Les principaux accusés, Momar Samb, Tamsir Ndiaye, Tahir Hann et Ndèye Penda Dieng, auraient utilisé une fausse procuration et de faux états financiers pour parvenir à leurs fins, rapporte Les Échos. Selon l’accusation, Momar Samb, avec la complicité de Tamsir Ndiaye, directeur de l’agence Orabank de Thiaroye, aurait présenté l’immeuble comme un bâtiment simple et vide, alors qu’il s’agit d’un immeuble de cinq étages situé en bord de mer.
Anta Babacar Ngom Diack, aujourd’hui députée à la 15ᵉ législature, était présente lors de l’audience. Elle a réaffirmé ses accusations, déclarant qu’elle « n’a jamais vendu son immeuble ni donné de procuration à quiconque pour agir en son nom ». La directrice de Sedima a ajouté qu’elle ne « connaît pas » les accusés et a qualifié leurs actes de « tentative de spoliation ».
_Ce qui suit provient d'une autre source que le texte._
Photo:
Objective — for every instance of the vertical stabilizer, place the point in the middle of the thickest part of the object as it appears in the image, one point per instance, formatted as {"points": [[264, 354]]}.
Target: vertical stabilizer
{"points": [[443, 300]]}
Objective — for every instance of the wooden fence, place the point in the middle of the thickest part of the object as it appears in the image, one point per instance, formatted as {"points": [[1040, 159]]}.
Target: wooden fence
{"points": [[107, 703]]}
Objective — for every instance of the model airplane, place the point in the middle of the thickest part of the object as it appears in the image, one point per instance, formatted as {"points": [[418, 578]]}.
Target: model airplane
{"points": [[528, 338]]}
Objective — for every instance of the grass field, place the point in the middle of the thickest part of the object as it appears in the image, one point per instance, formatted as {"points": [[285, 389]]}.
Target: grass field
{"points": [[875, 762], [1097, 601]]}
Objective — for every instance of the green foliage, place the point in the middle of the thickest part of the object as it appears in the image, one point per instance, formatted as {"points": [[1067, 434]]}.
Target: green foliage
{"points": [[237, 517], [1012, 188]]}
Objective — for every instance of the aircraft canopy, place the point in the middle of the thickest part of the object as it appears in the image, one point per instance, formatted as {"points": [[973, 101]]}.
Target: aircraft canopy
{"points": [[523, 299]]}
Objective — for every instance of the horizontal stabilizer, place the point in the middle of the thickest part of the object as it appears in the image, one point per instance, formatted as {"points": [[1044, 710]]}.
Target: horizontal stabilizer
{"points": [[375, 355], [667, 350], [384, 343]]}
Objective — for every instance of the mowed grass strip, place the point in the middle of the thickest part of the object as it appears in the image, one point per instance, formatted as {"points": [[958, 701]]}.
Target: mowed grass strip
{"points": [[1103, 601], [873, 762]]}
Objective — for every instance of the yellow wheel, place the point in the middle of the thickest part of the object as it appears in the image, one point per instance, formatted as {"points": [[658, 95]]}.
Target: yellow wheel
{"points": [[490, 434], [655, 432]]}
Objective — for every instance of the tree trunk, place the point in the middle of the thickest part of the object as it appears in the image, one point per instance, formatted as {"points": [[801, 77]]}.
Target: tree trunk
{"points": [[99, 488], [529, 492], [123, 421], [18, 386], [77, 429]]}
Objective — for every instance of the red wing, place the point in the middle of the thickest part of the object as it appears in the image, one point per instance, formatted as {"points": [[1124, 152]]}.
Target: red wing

Selon le journal, les faits remontent à 2021, mais l’affaire a été jugée pour la première fois en 2023. Le tribunal avait alors condamné Momar Samb et Ndèye Penda Dieng pour « faux et usage de faux en écritures privées et administratives ». Momar Samb, également reconnu coupable d’ »usurpation d’identité », avait été condamné à deux ans de prison, dont un an ferme. Ndèye Penda Dieng avait écopé de deux ans de prison ferme, avec un mandat d’arrêt confirmé.
Quant à Tamsir Ndiaye et Tahir Hann, ils avaient été condamnés à deux ans de prison, dont six mois ferme. Les accusés, ayant fait appel, ont nié les faits devant la Cour, tandis que le Parquet a requis la confirmation des peines initiales. Le verdict est attendu pour le 21 janvier 2025.